Treasury Secretary Yellen lays out principles for cryptocurrency regulation

The Treasury has staked out its vision for crypto policy, sort of.

On April 7, Treasury Secretary Janet Yellen gave a speech on digital assets — the first of its kind during her term. The speech is an early response to President Biden’s March executive order calling for agencies to coordinate efforts on cryptocurrency policy. In that respect, it is the first response of its kind from any agency.

Speaking at American University’s Don Myers Technology & Innovation Building, Yellen took the stage to Stevie Wonder’s Superstition and left to Creedence Clearwater Revival’s Have You Ever Seen the Rain, setting up a notable contrast between a sleek contemporary lecture hall and 50-year-old pieces of Americana. 

Yellen’s speech featured no bombshells — indeed, it seemed careful not to alarm stakeholders in the cryptocurrency industry. Instead, she carefully framed cryptocurrencies and her prognosis for their regulation in relation to historical parallels.

Casting back to Alexander Hamilton and the private banknotes that precipitated the National Banking Act under Lincoln, Yellen affirmed “A crisis catalyzed reform.”

What does this mean in the context of cryptocurrencies? Like others in the administration — most conspicuously Securities and Exchange Commission Chair Gary Gensler — have suggested, cryptocurrencies and the firms that handle them largely fall under existing statutory categories. 

“Digital assets may be new, but many of the issues they present are not. We have enjoyed the benefits of innovation in the past, and we have also confronted some of the  unintended consequences,” said Yellen, explaining:

“The principle of tech neutrality is also applicable to concerns related to tax evasion, illicit  finance, and national security – topics that are particularly pertinent in the world today. It’s illegal to evade taxes, launder money, or avoid sanctions. It doesn’t matter whether you’re using  checks, wires, or cryptocurrency.”

Despite this, Yellen maintained the President’s Working Group’s push for new legislation when it comes to stablecoins. She did not, however, explicitly support the PWG’s original push to restrict stablecoin issuance to insured depository institutions. 
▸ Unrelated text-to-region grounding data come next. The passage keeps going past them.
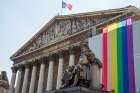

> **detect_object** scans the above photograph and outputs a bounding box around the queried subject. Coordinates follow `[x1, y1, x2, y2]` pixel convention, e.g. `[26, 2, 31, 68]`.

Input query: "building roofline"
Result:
[10, 5, 140, 60]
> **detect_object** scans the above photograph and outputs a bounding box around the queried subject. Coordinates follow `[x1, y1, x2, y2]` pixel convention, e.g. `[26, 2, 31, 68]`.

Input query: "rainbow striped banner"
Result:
[102, 18, 136, 93]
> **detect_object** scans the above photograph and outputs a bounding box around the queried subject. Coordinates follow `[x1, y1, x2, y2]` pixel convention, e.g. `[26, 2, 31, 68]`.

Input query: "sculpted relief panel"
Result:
[17, 15, 117, 56]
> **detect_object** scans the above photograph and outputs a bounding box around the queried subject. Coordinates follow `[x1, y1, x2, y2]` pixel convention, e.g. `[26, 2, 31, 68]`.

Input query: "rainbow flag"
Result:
[102, 18, 136, 93]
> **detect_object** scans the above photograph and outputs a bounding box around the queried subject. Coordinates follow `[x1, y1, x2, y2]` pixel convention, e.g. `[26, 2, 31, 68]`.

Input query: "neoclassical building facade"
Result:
[9, 6, 140, 93]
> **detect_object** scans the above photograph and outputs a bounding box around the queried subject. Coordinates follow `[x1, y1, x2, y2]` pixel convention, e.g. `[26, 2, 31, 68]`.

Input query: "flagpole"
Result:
[60, 0, 63, 15]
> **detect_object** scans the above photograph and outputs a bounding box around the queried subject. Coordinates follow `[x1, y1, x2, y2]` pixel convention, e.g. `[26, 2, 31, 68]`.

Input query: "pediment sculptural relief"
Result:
[13, 14, 120, 57]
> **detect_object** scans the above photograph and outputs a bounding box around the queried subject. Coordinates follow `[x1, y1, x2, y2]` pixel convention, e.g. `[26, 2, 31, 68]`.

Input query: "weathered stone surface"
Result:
[0, 71, 9, 93]
[11, 13, 121, 59]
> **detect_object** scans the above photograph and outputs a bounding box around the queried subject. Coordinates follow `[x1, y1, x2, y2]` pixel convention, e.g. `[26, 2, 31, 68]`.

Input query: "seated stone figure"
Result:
[61, 66, 75, 88]
[75, 54, 91, 88]
[81, 43, 102, 89]
[61, 64, 85, 88]
[61, 42, 102, 89]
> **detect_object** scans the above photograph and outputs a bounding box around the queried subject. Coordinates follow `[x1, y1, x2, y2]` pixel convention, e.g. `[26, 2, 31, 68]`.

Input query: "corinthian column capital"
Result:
[69, 46, 75, 54]
[11, 66, 18, 73]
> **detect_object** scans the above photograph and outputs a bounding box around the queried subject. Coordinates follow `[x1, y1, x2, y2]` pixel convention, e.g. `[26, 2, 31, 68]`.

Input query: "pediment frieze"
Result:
[11, 13, 122, 59]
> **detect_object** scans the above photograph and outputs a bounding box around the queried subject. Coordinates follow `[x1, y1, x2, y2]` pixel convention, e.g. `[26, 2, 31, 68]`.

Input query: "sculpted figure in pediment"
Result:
[14, 15, 116, 56]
The Treasury in general and Yellen, in particular, have had a busy week.

On Wednesday, she appeared before the House Financial Services Committee to testify on the state of international finance, a conversation that focused heavily on the Treasury’s sanctions on Russia. The day before, the Treasury sanctioned Russia-based darknet market Hydra and associated crypto exchange Garantex, an action that Yellen made mentioned in her two subsequent appearances.